Ich informierte ihn, dass es inzwischen mehrere Kopien der Disk gab, und er schlug vor, sich im Haus weiterzuunterhalten.
»Da sind wir ungestörter«, meinte er.
Natürlich würde ich da nicht sehen können, ob die Polizei oder Eisner eintrafen.
»Eigentlich würde ich lieber mit Ihnen und Schwadron gemeinsam reden.« Die Zeit wurde knapp. Ich musste meine beiden Verdächtigen auf einmal aufs Korn nehmen.
»Der? Warum? Ich bin der Aufsichtsratsvorsitzende.«
Er will ihn nicht dabeihaben. Gut.
»Ich habe die Disk«, sagte ich, was weitere Erklärungen überflüssig machte.
»Also gut«, gab er achselzuckend nach und fügte hinzu: »Da ist er ja schon …« Ich folgte seinem Blick und sah Tom Schwadron auf uns zukommen, trotz der Hitze im eleganten Seersucker-Jackett und mit der unvermeidlichen Fliege.

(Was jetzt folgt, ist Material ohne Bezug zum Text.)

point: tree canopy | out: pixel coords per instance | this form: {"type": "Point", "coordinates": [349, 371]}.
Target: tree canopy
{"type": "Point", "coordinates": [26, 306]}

Er schien aus der Richtung zu kommen, in die Colonel Alonzo Otto verschwunden war.
»Gabby«, sagte Schwadron und drückte Gabrielle an sich wie ein gutmütiger Onkel. Sein Lächeln und seine Wärme wirkten so echt, dass ich sogar unter diesen Umständen einen Hauch von Zuneigung zu dem Kerl spürte.
»Ich bin ja so froh, dich zu sehen. Und da ist ja auch Mike Acela.« Er schüttelte mir die Hand und sagte zu Keating: »Sehen Sie? Ich sagte Ihnen doch, dass er ein anständiger junger Mann ist. Gabby mag ihn, und eine bessere Empfehlung gibt es nicht.«
Keating enthielt sich eines Kommentars. Gabrielle verkündete, lieber draußen warten zu wollen.
»Ich habe Hunger«, meinte sie.
Als ob sie damit jemanden täuschen könnte.